Tool for ORF-calling and ORF-classification using ML approaches

These details have not been verified by PyPI

Project links

Homepage

Project description

TIdeS

Transcript Identification and Selection (TIdeS) is a machine learning approach to discern pORFs in the correct reading frame with substantial improvement over other popular tools, while providing support for additional non-standard genetic codes.
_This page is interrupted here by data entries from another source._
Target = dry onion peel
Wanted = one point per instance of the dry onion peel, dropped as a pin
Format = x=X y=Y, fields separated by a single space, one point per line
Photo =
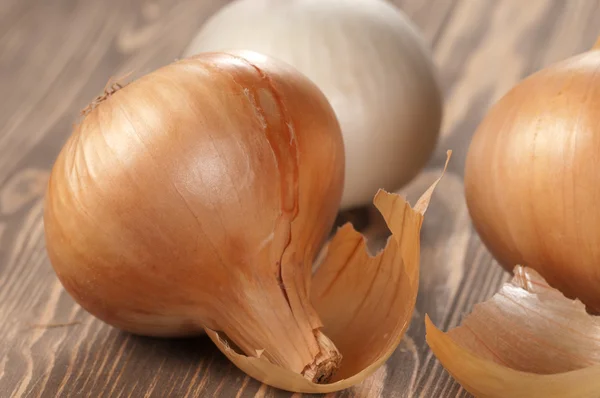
x=528 y=340
x=364 y=302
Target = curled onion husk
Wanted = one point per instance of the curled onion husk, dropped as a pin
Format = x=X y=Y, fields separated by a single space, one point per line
x=197 y=198
x=528 y=340
x=365 y=302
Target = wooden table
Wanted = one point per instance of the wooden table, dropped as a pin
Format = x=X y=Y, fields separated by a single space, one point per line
x=55 y=56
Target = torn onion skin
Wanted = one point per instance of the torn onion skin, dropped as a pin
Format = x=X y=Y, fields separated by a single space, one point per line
x=528 y=340
x=198 y=196
x=531 y=181
x=365 y=302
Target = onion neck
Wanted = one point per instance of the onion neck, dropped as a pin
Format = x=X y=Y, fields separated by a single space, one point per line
x=259 y=321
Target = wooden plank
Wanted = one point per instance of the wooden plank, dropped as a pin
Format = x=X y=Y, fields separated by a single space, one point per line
x=56 y=56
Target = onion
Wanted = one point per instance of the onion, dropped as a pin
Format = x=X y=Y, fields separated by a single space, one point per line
x=197 y=198
x=531 y=177
x=184 y=194
x=370 y=62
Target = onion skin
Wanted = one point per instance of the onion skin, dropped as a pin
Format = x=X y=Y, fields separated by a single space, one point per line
x=531 y=180
x=371 y=63
x=198 y=196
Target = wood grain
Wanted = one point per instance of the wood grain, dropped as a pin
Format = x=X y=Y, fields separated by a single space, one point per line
x=57 y=56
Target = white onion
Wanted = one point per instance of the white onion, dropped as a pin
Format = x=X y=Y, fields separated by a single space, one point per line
x=372 y=65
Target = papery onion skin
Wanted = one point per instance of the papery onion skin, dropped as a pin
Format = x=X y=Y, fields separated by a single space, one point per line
x=198 y=196
x=369 y=60
x=531 y=179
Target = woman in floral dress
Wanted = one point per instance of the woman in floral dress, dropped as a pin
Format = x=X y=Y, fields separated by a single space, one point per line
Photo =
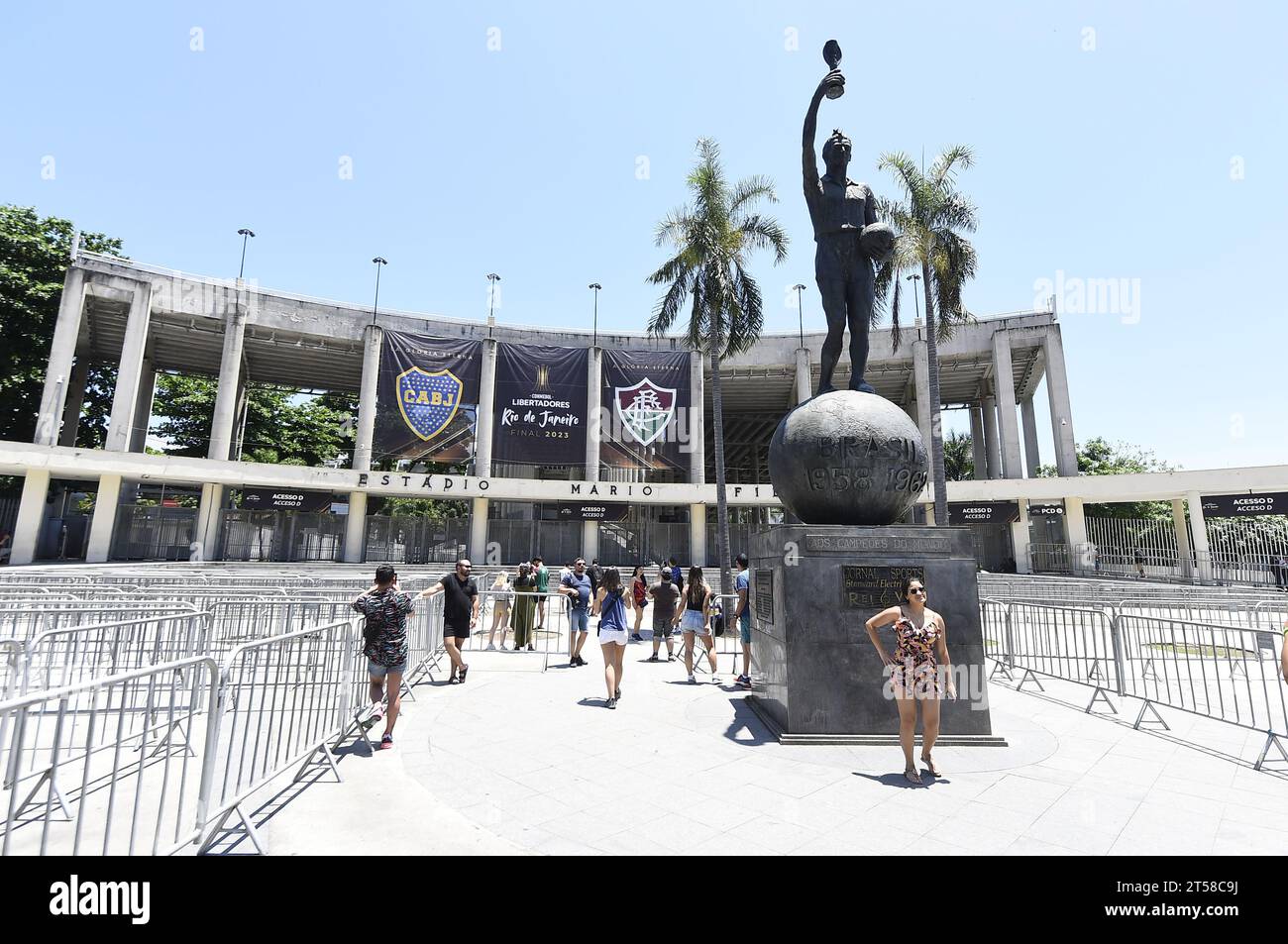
x=919 y=670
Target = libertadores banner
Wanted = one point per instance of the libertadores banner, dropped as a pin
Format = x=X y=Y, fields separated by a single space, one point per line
x=426 y=399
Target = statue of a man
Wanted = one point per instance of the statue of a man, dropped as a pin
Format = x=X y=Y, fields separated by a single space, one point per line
x=849 y=243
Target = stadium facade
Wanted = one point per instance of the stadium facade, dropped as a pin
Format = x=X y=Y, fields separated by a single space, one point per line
x=546 y=441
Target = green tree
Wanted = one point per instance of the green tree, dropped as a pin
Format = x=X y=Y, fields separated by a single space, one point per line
x=1099 y=456
x=711 y=241
x=958 y=458
x=931 y=219
x=281 y=429
x=34 y=257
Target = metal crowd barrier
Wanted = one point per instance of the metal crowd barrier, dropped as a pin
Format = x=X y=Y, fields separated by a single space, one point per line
x=119 y=751
x=1222 y=672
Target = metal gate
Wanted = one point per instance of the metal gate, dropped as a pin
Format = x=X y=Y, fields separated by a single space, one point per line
x=281 y=536
x=154 y=532
x=416 y=540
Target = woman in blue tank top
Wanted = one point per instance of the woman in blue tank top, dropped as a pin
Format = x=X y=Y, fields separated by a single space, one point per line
x=610 y=605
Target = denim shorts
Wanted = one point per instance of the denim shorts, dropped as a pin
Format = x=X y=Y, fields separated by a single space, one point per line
x=376 y=672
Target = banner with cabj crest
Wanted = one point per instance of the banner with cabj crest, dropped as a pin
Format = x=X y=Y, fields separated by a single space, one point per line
x=647 y=402
x=426 y=399
x=540 y=404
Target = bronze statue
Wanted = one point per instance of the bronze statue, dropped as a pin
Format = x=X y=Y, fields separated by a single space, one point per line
x=848 y=235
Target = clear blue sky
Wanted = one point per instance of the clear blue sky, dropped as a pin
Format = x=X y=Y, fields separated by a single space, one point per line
x=1100 y=162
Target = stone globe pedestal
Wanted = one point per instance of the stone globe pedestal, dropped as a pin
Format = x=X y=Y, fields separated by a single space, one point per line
x=849 y=465
x=848 y=458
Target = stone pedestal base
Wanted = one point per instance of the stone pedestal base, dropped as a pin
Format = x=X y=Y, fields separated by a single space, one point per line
x=814 y=586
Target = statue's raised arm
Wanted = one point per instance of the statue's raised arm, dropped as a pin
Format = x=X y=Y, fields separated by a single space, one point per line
x=809 y=157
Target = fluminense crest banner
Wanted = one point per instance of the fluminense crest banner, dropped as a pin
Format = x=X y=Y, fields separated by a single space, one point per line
x=426 y=398
x=647 y=402
x=540 y=404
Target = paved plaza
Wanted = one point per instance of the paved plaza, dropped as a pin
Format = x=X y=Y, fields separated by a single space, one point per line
x=518 y=760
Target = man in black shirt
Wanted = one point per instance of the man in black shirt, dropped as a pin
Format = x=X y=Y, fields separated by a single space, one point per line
x=460 y=613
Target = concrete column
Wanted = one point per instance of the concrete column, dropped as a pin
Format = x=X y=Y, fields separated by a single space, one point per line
x=356 y=528
x=31 y=515
x=992 y=449
x=697 y=535
x=697 y=423
x=62 y=351
x=979 y=451
x=98 y=549
x=1057 y=391
x=804 y=381
x=223 y=426
x=1081 y=556
x=1004 y=387
x=373 y=339
x=75 y=399
x=1028 y=417
x=478 y=530
x=143 y=407
x=487 y=404
x=209 y=514
x=1020 y=539
x=130 y=371
x=1183 y=539
x=921 y=377
x=593 y=428
x=1198 y=528
x=589 y=541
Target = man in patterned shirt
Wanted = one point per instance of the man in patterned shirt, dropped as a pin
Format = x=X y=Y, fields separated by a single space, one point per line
x=385 y=636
Additionally, TIdeS can be used to classify ORFs into several user-defined categories from highly contaminated datasets (e.g., parasite + host, kleptoplasts, big "dirty" protists) or broadly into "eukaryotic" versus "non-eukaryotic" using the metagenomic classifier Kraken2.

Installation

Note that TIdeS is only supported on UNIX systems (linux and MacOS).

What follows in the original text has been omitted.